I have several thoughts for Lauren, and we’ll get to them, but the most important thing I have to say is that you can do it! You live in our neighborhood, so I know for a fact that the resources are here. Yes, it can feel scary, and you will certainly have to figure out new ways to do some things, but I bet you’ll feel a payoff pretty quickly in terms of your place in our community, your health and that feeling of freedom that comes from knowing you’ll never get a parking ticket again. Now, for the first portion of some more detailed thoughts:
GEAR: It sounds like you have a completely reasonable bike set-up in order to use biking for a lot of your transport needs. Your trailer can be used easily for either kid or cargo, and if you need to haul cargo and kid at once, you can put the kid in the bike seat and haul stuff in the trailer. You might consider getting a hitch on both bikes if you haven’t done so already. You also might consider some rain gear (like a raincover for the trailer, and rain pants and jacket for adults.) The number of days that you can ride comfortably in this area goes up dramatically once you are moderately protected from water. However, that said, we still only have one set of adult rain gear in our house, and we’re fine. I got a LOT happier with my bike commute once I got rain gear, and now that Angela has been borrowing mine while I was on pregnancy bike hiatus, we may need to buck up and get a second set. Mostly though, if your bikes work and you have a way to haul both kid and some cargo, you are fine, and any remaining gear decisions come easier if you go ahead and ride with what you have, and then notice what drives you crazy the most. Then you can find gear that troubleshoots that problem specifically, rather than trying to anticipate all possible needs ahead of time (which will just make you spend a lot of money).

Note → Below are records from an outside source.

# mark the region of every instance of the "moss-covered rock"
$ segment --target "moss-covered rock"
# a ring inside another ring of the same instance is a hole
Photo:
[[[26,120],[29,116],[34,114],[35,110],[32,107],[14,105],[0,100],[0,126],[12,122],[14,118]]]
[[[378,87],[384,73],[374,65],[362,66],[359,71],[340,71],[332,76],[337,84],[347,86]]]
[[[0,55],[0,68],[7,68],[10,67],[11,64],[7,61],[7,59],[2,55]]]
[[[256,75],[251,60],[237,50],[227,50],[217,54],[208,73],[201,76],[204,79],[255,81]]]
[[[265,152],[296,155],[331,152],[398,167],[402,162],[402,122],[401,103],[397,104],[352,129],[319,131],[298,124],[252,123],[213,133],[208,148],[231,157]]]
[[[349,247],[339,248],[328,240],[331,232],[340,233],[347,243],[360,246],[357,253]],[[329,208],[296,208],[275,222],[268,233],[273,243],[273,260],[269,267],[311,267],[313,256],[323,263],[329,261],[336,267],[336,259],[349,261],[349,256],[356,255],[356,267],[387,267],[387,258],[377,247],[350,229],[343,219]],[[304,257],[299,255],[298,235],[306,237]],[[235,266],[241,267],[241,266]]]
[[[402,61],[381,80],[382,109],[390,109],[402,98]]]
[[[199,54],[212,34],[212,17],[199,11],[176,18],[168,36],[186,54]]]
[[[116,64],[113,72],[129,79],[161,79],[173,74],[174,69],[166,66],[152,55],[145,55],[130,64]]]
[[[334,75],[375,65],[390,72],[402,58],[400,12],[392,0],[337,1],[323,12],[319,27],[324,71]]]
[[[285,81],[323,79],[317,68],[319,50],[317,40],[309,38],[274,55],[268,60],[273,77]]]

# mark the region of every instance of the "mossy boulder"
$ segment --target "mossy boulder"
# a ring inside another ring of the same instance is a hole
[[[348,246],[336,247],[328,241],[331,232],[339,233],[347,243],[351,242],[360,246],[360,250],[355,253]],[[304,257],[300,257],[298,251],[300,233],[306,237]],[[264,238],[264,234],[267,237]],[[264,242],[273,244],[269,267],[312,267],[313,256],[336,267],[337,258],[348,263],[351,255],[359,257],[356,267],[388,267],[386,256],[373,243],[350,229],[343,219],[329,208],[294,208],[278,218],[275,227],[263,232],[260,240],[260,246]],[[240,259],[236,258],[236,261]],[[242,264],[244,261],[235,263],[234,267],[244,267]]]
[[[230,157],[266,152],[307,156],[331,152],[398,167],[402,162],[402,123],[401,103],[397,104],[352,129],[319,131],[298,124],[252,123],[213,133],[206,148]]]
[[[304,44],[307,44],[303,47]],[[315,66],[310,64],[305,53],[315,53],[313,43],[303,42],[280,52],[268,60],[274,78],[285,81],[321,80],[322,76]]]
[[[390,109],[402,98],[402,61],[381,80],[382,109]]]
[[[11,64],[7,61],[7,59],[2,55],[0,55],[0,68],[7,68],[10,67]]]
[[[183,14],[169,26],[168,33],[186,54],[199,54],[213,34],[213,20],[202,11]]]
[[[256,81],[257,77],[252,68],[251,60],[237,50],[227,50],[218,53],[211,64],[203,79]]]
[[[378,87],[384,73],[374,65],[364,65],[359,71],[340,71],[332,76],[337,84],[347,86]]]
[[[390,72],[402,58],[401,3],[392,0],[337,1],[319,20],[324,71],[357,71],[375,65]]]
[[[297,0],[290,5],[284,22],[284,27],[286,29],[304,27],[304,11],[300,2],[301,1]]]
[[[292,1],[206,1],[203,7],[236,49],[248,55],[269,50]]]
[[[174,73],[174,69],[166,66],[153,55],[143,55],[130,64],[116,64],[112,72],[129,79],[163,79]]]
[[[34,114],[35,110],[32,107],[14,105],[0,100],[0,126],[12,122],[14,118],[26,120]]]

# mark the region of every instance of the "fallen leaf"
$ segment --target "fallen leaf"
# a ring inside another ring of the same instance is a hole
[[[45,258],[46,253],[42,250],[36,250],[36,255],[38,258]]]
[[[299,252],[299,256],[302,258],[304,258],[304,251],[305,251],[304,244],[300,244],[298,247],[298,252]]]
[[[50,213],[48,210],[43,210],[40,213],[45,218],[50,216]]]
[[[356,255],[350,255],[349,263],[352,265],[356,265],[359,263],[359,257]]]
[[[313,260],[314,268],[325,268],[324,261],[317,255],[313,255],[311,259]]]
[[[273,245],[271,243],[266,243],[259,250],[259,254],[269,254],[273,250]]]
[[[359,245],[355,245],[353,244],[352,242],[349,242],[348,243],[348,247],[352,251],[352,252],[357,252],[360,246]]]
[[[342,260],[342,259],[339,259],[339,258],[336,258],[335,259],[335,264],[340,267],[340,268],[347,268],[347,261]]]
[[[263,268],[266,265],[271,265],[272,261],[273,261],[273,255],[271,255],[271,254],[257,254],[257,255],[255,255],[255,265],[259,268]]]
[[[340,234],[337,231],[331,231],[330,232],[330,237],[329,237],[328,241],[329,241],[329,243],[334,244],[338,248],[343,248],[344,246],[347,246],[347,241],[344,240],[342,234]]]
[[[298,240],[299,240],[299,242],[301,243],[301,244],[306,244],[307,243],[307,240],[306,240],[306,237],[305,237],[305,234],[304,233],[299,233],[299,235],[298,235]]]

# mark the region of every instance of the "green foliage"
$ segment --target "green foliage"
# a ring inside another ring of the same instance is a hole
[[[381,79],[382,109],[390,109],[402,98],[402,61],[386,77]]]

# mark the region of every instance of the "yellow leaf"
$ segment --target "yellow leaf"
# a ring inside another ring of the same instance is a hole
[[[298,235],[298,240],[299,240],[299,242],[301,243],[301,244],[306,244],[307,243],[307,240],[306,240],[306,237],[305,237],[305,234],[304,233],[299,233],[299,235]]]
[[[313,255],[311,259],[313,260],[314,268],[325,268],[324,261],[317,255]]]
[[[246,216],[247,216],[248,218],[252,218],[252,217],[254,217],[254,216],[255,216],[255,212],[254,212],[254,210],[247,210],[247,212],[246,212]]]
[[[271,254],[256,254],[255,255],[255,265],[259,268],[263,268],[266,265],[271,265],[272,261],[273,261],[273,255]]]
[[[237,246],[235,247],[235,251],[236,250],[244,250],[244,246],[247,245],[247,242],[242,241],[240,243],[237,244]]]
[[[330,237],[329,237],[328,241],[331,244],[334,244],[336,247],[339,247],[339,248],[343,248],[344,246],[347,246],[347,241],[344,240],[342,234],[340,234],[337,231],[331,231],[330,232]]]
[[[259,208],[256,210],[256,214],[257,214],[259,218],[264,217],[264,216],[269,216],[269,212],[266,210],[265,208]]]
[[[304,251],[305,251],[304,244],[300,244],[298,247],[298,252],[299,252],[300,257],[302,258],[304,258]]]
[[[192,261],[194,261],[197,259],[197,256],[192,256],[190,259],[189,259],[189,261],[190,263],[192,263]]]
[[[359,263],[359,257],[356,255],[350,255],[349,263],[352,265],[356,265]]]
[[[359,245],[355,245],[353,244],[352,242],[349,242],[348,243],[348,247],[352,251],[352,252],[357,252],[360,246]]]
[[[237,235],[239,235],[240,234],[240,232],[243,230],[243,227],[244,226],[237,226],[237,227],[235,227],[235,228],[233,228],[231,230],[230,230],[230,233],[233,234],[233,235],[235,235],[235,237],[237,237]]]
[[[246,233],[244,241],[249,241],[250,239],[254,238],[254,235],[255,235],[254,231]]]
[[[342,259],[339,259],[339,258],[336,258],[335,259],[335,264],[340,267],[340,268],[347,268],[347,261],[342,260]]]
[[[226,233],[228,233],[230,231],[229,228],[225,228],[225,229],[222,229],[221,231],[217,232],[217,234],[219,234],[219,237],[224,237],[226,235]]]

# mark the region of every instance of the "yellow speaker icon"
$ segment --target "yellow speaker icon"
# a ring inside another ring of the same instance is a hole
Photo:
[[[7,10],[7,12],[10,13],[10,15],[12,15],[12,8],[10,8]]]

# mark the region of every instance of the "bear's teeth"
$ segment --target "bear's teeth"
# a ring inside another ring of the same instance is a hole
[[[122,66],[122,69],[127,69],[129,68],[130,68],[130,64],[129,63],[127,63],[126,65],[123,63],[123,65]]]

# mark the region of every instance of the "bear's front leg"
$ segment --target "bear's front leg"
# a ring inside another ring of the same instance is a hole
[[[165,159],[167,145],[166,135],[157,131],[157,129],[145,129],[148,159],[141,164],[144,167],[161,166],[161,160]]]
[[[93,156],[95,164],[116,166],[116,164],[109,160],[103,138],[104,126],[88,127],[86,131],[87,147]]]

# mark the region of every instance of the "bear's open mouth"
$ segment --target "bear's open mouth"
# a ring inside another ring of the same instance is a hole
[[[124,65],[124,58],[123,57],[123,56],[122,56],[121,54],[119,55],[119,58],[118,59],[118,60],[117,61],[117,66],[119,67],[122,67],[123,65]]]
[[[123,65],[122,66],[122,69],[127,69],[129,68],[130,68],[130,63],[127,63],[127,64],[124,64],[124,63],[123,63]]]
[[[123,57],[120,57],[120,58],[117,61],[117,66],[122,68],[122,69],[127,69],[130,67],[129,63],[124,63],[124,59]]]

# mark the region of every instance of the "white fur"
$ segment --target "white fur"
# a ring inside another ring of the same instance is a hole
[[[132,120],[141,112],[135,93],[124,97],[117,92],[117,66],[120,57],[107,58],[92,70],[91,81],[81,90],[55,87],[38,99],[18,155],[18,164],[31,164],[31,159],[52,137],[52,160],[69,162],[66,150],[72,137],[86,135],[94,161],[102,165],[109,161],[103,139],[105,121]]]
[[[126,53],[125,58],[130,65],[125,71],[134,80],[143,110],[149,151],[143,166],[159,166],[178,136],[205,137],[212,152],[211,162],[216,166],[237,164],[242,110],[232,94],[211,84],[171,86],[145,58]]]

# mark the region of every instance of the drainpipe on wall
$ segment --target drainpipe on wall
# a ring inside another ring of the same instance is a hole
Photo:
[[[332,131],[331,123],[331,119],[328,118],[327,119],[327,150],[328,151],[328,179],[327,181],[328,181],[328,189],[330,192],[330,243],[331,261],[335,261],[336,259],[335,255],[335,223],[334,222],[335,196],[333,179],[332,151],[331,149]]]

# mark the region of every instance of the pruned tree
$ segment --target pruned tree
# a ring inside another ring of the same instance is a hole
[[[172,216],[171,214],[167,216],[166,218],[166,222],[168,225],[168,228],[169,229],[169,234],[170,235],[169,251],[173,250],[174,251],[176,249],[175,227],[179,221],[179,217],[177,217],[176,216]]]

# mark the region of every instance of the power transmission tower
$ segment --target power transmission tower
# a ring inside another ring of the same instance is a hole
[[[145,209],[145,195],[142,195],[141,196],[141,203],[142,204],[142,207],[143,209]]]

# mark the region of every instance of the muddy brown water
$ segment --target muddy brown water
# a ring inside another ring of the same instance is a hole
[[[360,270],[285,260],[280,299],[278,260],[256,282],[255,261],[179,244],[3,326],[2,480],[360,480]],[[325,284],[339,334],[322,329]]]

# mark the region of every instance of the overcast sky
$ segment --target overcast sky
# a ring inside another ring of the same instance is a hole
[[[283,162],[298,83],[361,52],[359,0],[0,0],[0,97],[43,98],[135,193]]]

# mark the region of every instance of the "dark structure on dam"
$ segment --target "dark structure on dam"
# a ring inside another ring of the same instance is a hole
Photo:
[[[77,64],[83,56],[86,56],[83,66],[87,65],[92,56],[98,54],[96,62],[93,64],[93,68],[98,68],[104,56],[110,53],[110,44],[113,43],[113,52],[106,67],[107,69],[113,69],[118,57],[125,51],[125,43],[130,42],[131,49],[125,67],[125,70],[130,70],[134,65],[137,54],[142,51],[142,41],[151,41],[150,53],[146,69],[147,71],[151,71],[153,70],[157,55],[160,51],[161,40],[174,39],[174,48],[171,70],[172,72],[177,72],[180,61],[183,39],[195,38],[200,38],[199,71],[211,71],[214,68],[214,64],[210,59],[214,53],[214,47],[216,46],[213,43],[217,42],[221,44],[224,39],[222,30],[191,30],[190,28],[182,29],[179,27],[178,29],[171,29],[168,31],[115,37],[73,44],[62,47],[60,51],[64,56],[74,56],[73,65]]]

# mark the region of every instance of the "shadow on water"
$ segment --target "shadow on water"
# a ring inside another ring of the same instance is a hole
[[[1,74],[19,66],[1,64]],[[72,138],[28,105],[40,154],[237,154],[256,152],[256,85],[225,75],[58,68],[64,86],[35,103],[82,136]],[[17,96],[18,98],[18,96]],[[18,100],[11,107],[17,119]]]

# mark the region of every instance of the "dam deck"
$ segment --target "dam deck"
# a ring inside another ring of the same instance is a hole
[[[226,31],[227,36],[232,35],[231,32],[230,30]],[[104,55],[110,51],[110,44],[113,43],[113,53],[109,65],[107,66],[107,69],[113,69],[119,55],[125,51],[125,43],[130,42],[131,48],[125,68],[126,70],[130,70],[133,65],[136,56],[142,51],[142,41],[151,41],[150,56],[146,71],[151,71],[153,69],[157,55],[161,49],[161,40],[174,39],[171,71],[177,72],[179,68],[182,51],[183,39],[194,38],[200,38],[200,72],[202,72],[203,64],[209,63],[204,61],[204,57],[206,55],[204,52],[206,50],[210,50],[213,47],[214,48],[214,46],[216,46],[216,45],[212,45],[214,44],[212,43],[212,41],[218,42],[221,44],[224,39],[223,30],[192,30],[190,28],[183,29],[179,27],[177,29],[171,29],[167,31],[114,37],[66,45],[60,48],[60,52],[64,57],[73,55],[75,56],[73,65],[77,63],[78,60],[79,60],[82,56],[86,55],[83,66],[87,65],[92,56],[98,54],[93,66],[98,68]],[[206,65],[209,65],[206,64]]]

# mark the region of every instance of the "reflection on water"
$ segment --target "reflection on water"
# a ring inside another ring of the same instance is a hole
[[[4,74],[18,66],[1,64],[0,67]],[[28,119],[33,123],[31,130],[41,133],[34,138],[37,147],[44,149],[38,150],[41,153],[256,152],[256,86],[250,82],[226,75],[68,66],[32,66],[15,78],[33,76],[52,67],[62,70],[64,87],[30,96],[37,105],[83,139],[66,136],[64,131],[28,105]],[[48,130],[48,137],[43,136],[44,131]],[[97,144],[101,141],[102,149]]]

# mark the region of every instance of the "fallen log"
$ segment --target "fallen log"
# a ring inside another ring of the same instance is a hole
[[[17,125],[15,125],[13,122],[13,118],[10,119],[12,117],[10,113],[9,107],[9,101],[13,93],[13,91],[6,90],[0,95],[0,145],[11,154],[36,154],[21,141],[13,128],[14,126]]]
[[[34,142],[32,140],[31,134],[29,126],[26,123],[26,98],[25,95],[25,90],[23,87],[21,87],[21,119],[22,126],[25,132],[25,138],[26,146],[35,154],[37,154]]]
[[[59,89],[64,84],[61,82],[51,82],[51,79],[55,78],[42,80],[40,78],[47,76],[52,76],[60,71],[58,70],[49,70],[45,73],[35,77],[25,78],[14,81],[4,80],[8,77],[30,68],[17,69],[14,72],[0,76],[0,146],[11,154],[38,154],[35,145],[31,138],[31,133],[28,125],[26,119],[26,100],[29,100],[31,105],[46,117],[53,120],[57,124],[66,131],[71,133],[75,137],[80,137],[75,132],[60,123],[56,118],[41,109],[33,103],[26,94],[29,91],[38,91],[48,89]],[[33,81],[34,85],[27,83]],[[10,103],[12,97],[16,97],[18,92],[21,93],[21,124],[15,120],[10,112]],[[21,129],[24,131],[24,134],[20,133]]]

At some point quite soon, your 3.5 y.o. will outgrow the bike seat (most American seats have a 40 pound limit). The trailer work for a while after that, but soon that won’t work either. If you’re a carfree or mostly carfree family, consider the next kid-hauling purchase with cargo as well as kid in mind. The most common next step from the trailer is a trail-a-bike, but like the trailer, that has an extremely limited lifespan and even worse, provides no cargo capacity. If you need the trail-a-bike for the kid and also need to carry groceries what do you do? Well, some folks make giant trains by hooking a trailer to the trail-a-bike, and that does work, but it’s a lot of weight and, in my opinion, a lot of accident risk due to sheer length. Another option is to go with both front and rear panniers on the adult bicycle, which does get you something, but if you need to haul groceries for a whole family, that probably won’t cut it. We love our xtracycle (see also xtracycle.com) for its ability to carry both kid and stuff in a relatively compact package. There are other great cargo options out there (including the ute and the madsen), but from a price perspective, you might have great luck converting one of your existing adult bikes to an xtra, or possibly even both, once the trailer is outgrown. Even though a conversion would cost more than an trailer-bike, it would get you many many more years of use, and would be useful long after the kid bikes on his/her own. But you don’t have to do it now. You can wait, see how your car-free lives unfold, and then assess down the line what next purchase will give your family the most use.